Over his academic life, Hillyer taught a number of writers (and poets) who later became well-known such as Theodore Roethke, James Gould Cozzens, Howard Nemerov, James Agee, Norman Mailer, Robert Fitzgerald and John Simon.

Poet

In 1919, Hillyer described himself as “a conservative and religious poet in a radical and blasphemous age." In 1934, he received a Pulitzer Prize for Poetry for his book The Collected Verse of Robert Hillyer. His work is in meter and often rhyme and he tended to write about death, love and nature. He is known for his sonnets and for poems such as "Theme and Variations" (on his war experiences) and the light "Letter to Robert Frost."

He became president of the Conservative Poetry Society of America.

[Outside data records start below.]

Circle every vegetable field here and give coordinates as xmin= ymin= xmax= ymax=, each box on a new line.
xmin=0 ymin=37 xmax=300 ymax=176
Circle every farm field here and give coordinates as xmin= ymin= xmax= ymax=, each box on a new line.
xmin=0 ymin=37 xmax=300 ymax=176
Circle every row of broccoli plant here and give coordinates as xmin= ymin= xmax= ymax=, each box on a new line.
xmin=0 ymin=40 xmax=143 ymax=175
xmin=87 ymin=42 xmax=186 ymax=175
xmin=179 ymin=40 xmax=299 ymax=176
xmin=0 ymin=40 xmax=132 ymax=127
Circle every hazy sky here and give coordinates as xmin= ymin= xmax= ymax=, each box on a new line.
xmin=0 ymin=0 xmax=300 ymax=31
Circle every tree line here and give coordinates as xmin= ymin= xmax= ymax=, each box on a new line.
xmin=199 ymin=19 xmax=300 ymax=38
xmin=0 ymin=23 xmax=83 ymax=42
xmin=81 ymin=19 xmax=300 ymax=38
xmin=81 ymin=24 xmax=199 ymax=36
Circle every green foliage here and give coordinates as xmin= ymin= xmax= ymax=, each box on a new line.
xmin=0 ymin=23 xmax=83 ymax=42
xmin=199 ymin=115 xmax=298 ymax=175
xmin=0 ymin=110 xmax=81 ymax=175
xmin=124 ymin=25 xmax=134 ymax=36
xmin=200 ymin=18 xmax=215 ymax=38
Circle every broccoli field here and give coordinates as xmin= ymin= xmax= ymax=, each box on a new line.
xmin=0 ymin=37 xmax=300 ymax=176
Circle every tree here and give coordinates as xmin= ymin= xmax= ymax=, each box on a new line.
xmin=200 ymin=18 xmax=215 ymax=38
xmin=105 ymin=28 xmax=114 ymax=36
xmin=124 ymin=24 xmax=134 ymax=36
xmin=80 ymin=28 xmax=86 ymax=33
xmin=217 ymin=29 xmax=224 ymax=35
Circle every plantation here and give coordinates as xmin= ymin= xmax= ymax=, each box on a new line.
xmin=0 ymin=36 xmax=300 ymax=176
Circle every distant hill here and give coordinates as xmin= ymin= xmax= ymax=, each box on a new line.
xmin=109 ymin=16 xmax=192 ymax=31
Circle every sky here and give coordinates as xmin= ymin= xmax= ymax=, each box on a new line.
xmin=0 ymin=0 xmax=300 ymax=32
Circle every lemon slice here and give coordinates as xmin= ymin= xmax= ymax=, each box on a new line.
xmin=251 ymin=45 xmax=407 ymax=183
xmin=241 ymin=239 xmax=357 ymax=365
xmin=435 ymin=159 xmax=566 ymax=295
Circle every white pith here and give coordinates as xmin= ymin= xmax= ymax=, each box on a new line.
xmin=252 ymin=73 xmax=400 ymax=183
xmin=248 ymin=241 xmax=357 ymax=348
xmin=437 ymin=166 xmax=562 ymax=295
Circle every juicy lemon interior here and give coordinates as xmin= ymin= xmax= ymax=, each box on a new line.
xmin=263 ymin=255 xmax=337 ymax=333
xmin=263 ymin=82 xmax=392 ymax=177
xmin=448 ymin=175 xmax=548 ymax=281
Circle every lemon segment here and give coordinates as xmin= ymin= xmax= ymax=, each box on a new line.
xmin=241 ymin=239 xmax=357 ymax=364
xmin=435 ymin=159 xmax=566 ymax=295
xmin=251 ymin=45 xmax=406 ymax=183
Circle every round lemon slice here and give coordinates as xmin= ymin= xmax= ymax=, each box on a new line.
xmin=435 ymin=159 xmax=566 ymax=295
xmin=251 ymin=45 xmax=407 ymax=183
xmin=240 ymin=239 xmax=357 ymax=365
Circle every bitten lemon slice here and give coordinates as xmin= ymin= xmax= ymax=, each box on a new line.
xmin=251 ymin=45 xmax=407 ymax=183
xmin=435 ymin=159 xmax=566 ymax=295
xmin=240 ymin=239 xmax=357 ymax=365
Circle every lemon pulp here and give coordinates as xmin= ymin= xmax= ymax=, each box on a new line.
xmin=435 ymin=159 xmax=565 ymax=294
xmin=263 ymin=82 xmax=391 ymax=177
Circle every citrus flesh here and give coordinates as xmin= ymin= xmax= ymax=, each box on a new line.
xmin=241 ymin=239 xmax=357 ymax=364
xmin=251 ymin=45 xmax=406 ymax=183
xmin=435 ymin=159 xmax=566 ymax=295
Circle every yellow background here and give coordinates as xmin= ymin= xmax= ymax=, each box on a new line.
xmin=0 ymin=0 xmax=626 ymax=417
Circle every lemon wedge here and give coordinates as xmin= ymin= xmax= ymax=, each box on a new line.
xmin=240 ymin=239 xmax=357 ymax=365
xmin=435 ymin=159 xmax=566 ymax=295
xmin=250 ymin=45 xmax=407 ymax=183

In this capacity, he attacked modernist poets such as T. S. Eliot and Ezra Pound.

Awards and honors

Works

Poetry

  • Pre-Pulitzer Poetry (Ebook, Personville Press, 2023). Includes the full text of 6 poetry books published by Hillyer before winning the Pulitzer Prize.
  • The Collected Poems (Alfred Knopf, 1961)
  • The Relic & Other Poems (Knopf, 1957).
  • The Suburb by the Sea: New Poems (Knopf, 1952)
  • The Death of Captain Nemo: A Narrative Poem (A.A. Knopf, 1949)
  • Poems for Music, 1917–1947. (1947)
  • Pattern of a Day (1940)
  • In a Time of Mistrust (1939)
  • A Letter to Robert Frost and Others (1937).
  • The Collected Verse of Robert Hillyer. (A. A. Knoft, 1933)
  • The Gates of the Compass: A Poem in Four Parts Together with Twenty-Two Shorter Pieces (Viking Press, 1930)
  • The Seventh Hill (Viking Press, 1928)
  • The Halt in the Garden (Elkin Matthews,1925)
  • The Coming Forth by Day: An Anthology of Poems from the Egyptian Book of the Dead (B.J. Brimmer Company, 1923)
  • Hills Give Promise, a Volume of Lyrics, Together with Carmus: A Symphonic Poem (B.J. Brimmer Company, 1923)
  • Alchemy: A Symphonic Poem (Brentano's, 1920)
  • The Five Books of Youth (Brentano's, 1920)
  • Sonnets and Other Lyrics (Harvard University Press, 1917)
  • Eight Harvard Poets (1917), which included works by E. E. Cummings and John Dos Passos

Novels

  • Riverhead (Alfred Knopf, 1932)
  • My Heart for Hostage (Random House, 1942) In 2022 this novel was digitized and made available for free download by Personville Press.

Editor and/or translator

  • Kahlil Gibran. A Tear and a Smile. Introduction by Robert Hillyer. (A. A. Knopf, 1959).
  • Eight More Harvard Poets. Edited by Samuel Foster Damon and Robert Hillyer. (Brentano, 1923)
  • Complete Poetry and Selected Prose of John Donne and The Complete Poetry of William Blake, Introduction by Robert Hillyer, Random House: New York, 1941. pages xv-lv.

Personal

In 1926, he married Dorothy Hancock Tilton. They had one son, but divorced in 1943.

He was 66 when he died in Wilmington, Delaware.